A few afternoons ago, I was able to leave work a bit early...so I took advantage of the warm spring day to explore a bit--I went down to the Mission San Xavier del Bac, one of the earliest European structures to be built in Arizona.
Only a 15-minute drive down I-19 from downtown Tucson, the 18th-century mission is one of the best examples of Spanish colonial architecture in the U.S.--the "white dove" of neo-Baroque and Moorish influences is still a parish church of the Tohono O'odham people today, over three centuries after Padre Kino first ventured up into what the Spanish Empire labeled "PimerĂa Alta."
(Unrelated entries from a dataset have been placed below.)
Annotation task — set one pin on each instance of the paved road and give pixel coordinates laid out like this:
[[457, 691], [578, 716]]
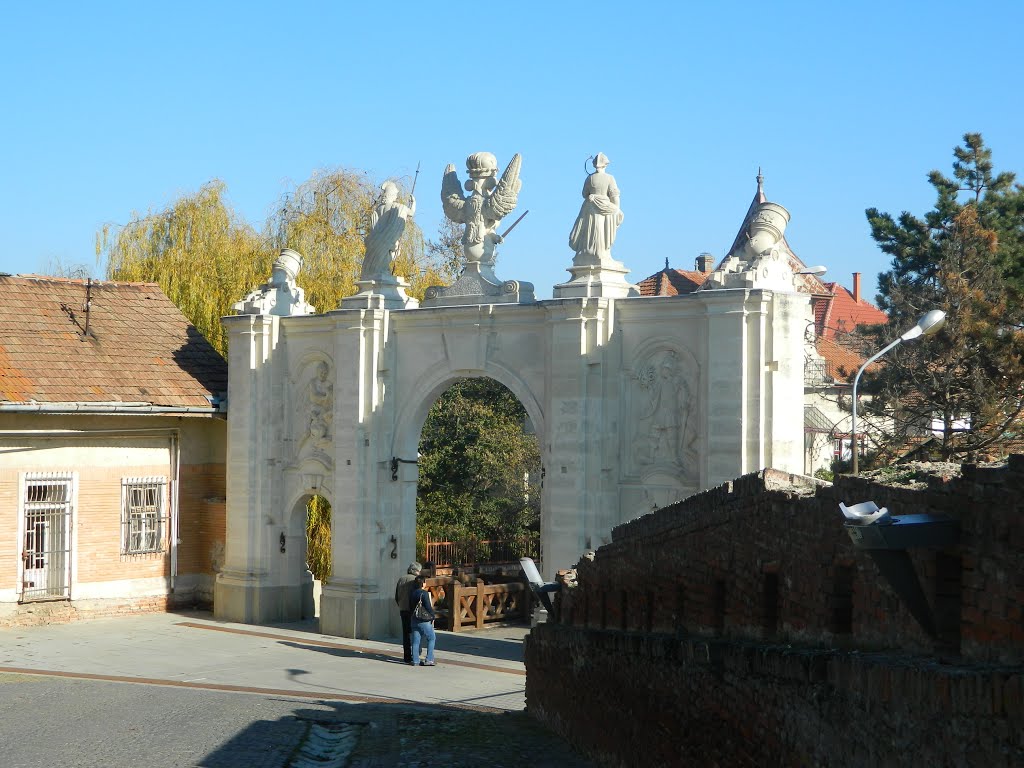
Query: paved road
[[179, 689]]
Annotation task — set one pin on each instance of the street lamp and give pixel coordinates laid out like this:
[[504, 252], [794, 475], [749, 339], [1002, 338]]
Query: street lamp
[[929, 324]]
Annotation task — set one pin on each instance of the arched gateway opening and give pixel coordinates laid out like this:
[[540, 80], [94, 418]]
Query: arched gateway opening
[[478, 495], [636, 401]]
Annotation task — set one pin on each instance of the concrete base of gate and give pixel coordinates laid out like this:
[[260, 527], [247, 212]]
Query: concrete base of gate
[[346, 612], [248, 601]]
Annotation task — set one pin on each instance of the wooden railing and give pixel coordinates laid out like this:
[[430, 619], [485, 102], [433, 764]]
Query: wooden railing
[[461, 607]]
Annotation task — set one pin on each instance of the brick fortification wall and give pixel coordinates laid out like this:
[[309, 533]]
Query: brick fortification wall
[[741, 628]]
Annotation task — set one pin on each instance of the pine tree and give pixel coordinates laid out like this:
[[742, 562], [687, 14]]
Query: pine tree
[[966, 256]]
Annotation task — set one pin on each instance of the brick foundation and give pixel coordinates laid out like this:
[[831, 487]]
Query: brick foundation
[[740, 627]]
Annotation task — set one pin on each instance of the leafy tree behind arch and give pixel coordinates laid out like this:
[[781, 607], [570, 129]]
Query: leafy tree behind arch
[[966, 256], [479, 468]]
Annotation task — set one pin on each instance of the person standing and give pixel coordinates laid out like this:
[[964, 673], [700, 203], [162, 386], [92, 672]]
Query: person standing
[[423, 624], [402, 591]]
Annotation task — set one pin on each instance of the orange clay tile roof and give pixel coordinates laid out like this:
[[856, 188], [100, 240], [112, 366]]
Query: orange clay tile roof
[[139, 348], [843, 313], [672, 283]]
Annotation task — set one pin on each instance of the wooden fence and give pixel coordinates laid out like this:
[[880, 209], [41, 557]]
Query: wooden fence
[[461, 607]]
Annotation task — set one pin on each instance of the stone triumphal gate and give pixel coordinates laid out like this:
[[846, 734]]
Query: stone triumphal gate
[[636, 400]]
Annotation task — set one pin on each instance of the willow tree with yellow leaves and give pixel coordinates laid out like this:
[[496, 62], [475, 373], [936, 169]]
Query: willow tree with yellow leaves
[[205, 258]]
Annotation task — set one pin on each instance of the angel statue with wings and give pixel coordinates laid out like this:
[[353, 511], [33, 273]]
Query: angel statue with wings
[[488, 202]]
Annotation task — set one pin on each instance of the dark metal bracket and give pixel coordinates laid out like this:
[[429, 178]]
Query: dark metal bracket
[[395, 461], [887, 544]]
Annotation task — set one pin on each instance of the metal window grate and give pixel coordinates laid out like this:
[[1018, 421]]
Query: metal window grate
[[143, 516], [46, 554]]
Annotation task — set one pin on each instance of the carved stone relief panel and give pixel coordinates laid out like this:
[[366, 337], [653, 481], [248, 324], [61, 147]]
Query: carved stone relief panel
[[663, 413], [314, 412]]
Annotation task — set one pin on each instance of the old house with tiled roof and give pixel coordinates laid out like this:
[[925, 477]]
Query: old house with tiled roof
[[833, 353], [112, 451]]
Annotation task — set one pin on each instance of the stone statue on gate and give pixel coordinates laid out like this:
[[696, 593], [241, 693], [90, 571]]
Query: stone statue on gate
[[387, 224], [489, 201], [595, 227]]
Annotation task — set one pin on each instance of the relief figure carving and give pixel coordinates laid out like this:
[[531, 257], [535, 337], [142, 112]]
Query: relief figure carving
[[663, 412], [321, 407]]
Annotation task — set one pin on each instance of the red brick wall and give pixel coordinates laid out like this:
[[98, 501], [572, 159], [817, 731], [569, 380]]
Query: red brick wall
[[740, 627]]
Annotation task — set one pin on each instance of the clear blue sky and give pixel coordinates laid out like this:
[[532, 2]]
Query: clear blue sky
[[119, 108]]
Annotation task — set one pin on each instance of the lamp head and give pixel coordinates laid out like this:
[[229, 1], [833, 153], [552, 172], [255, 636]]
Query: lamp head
[[931, 323]]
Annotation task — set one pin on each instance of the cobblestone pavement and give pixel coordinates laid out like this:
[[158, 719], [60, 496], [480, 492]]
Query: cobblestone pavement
[[172, 690], [60, 721]]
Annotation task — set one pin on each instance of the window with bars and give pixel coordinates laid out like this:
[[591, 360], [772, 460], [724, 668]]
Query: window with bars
[[46, 508], [143, 515]]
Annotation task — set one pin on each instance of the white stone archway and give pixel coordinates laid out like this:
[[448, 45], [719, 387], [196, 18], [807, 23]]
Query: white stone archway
[[636, 401]]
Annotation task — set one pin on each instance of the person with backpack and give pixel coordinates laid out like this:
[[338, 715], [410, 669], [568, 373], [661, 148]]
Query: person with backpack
[[422, 614]]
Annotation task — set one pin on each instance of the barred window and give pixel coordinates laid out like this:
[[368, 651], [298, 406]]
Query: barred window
[[143, 515]]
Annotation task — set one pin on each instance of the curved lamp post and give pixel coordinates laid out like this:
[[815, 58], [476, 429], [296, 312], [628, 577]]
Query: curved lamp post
[[929, 324]]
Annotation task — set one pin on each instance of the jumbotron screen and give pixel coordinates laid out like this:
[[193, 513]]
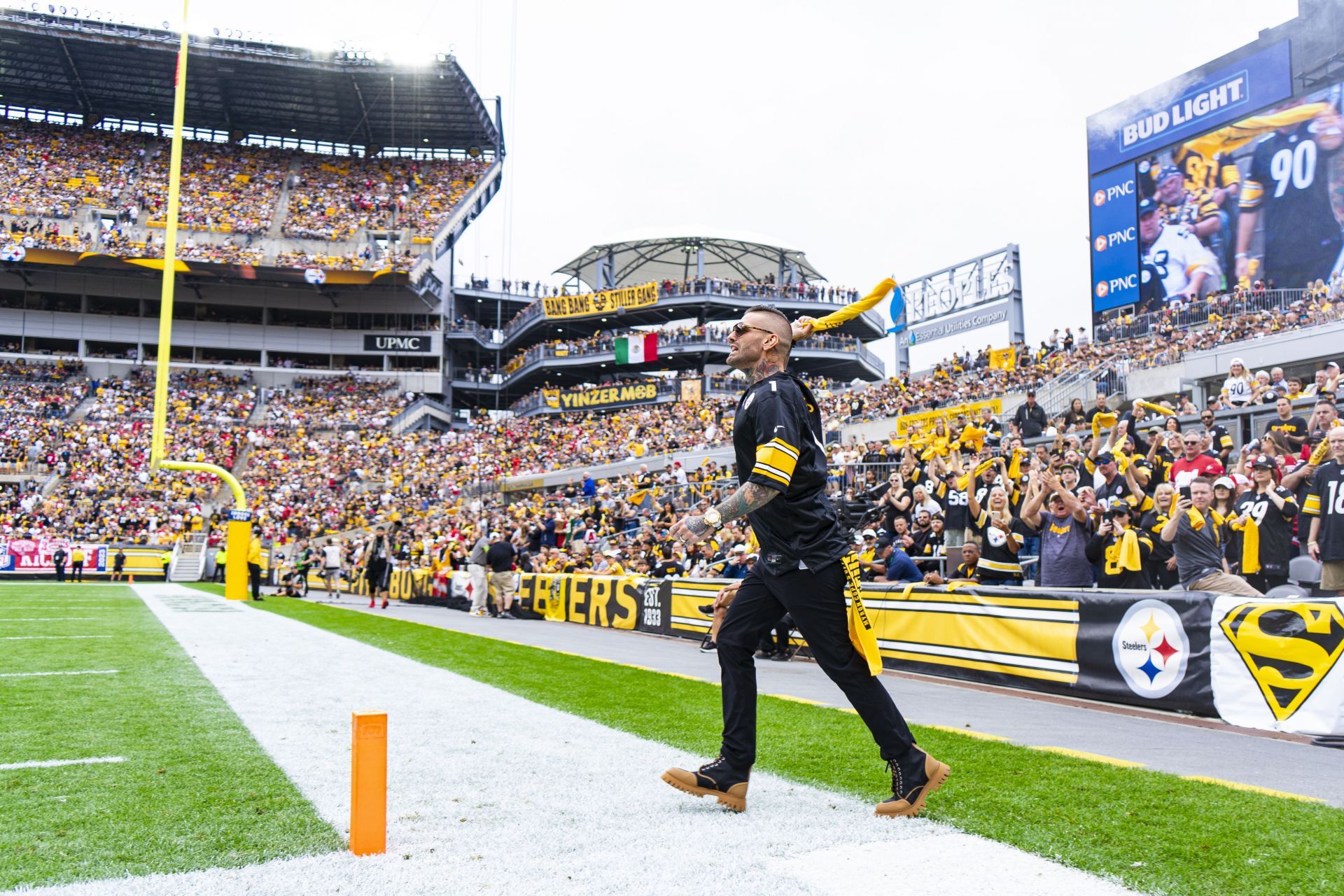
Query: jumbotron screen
[[1225, 178]]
Desert sky, Native American culture, Spanish architecture--this is definitely a nowhere-else-but-Tucson kind of place, and endlessly photogenic. So. A few iPhone shots...
View from the side chapel (the slight 'fish-eye' effect obtained by using the built-in panorama mode in the iPhone5) |
And here's the door handle on the Mission's entrance:
While a rattlesnake is an environmentally appropriate motif for a desert building, I can't help but wonder how many visitors note the irony of having a serpent 'guarding the entrance' to a church? (re-read Genesis, anyone?)
Inside--definitely baroque:
Look carefully at the cloth covering the altar:
It's the 'trademark' motif of the Tohono O'odham--the man-in-the-maze:
And some more of the Baroque interior--note the Native American statue on the right:
This is Ketari Tekakwitha, a 17th-c. Algonquin woman who was canonized, last year, as the first Native American Saint in the Catholic church...
The rear entrance to the courtyard of the Mission...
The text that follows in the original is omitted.